We shotgun sequenced and compared the human (45,165 bp) and chimpanzee (39,876 bp) LHB/CGB regions and hereby present evidence for structural variation resulting in discordant number of CGB genes (6 in human, 5 in chimpanzee). The scenario of species-specific parallel duplications was supported (i) as the most parsimonious solution requiring the least rearrangement events to explain the interspecies structural differences; (ii) by the phylogenetic trees constructed with fragments of intergenic regions; (iii) by the sequence similarity calculations. Across the orthologous regions of LHB/CGB cluster, substitutions and indels contributed approximately equally to the interspecies divergence and the distribution of nucleotide identity was correlated with the regional repeat content. Intraspecies gene conversion may have shaped the LHB/CGB gene cluster. The substitution divergence (1.8–2.59%) exceeded two-three fold the estimates for single-copy loci and the fraction of transversional mutations was increased compared to the unique sequences (43% versus ~30%). Despite the high sequence identity among LHB/CGB genes, there are signs of functional differentiation among the gene copies. Estimates for dn/dsrate ratio suggested a purifying selection on LHB and CGB8, and a positive evolution of CGB1.
If generalized, our data suggests that in addition to species-specific deletions and duplications, parallel duplication events may have contributed to genetic differences separating humans from their closest relatives. Compared to unique genomic segments, duplicated regions are characterized by high divergence promoted by intraspecies gene conversion and species-specific chromosomal rearrangements, including the alterations in gene copy number.
Gene duplication has long been considered as one of the main mechanisms of the adaptive evolution and as an important source of the genetic novelty . Differential duplications and deletions of chromosomal regions including coding genes provide a powerful source for the evolution of species-specific biological differences . Compared to other mammals, the genomes of primates show an enrichment of large segmental duplications with high levels (>90%) of sequence identity . In the human genome particularly pronounced expansions of the copy number have been reported for genes involved in the structure and function of the brain . In comparison of human and its closest relative chimpanzee, large duplications contribute considerably (2.7%; ) to the overall divergence compared to single base pair substitutions (1.2–1.5%; [2, 6–12]). In addition to providing the substrate for non-allelic homologous recombination mediating genomic disorders (reviewed by ), the duplication architecture of a genome may also influence normal phenotypic variation. It has been estimated that ~20% of segmental duplications are polymorphic within human and chimpanzee populations contributing to intraspecies diversity [5, 14]. Despite the fact that segmental duplications cover a substantial fraction of the great apes genomes, the experimental data on the divergence and detailed evolutionary dynamics of duplicated gene regions is still limited. Sequence comparison of duplicated genes in sister-species would assist in understanding the mechanisms behind primate evolution and in associating the genetic divergence with phenotypic diversification.

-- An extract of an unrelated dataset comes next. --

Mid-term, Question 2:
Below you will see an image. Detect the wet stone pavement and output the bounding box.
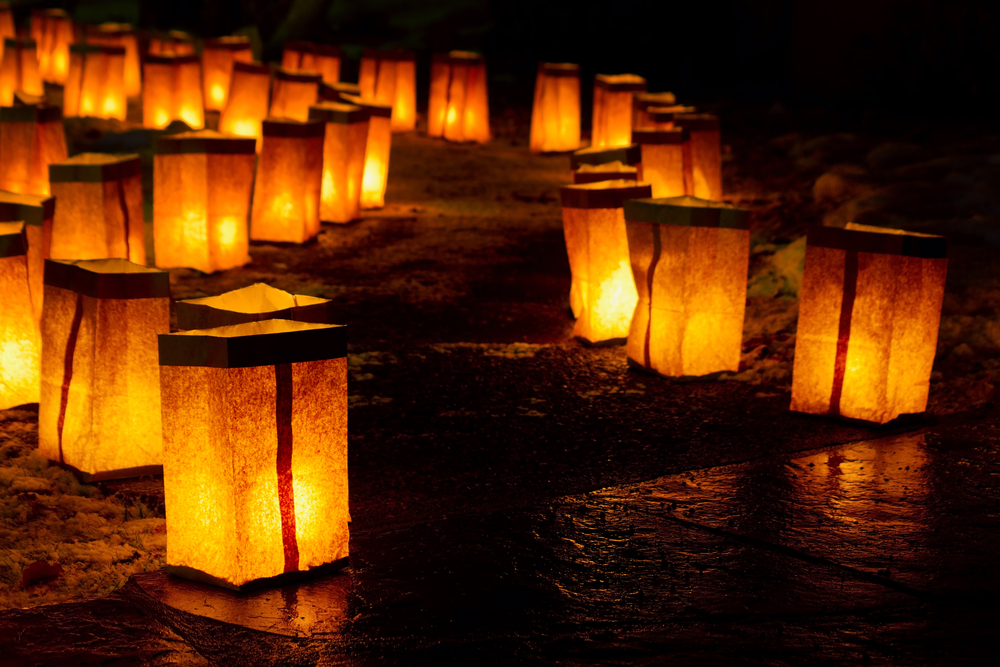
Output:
[0,122,1000,665]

One of the genomic regions that has evolved through several gene duplication events in primate lineage is the Luteinizing Hormone Beta (LHB)/Chorionic Gonadotropin Beta (CGB) gene cluster locating in human at 19q13.32. The LHB/CGB genes have an essential role in reproduction: placentally expressed HCG hormone contributes to the implantation process of the embryo during the early stages of pregnancy, pituitary expressed luteinizing hormone promotes the ovulation and luteinization of follicles and stimulates the steroidogenesis. In human, the cluster consists of seven highly homologous genes: an ancestral LHB and six duplicated CGB genes . The data from other primates supports the hypothesis of several sequential duplication events increasing gradually the number of CGB genes among primates from one (New World monkeys: the owl monkey, Aotus trivirgatus and the dusky titi monkey, Callicebus moloch) to six in human (Figure 1A). The mapped copy number of the CGB gene among Old World monkeys varies: three in rhesus macaque (Macaca mulatta), five in guereza monkey (Colobus guereza) and dusky leaf monkey (Presbytis obscura), four in orangutan (Pongo pygmaeus) . It has been suggested that CGB gene first arose in the common ancestor of the anthropoid primates after diverging from tarsiers .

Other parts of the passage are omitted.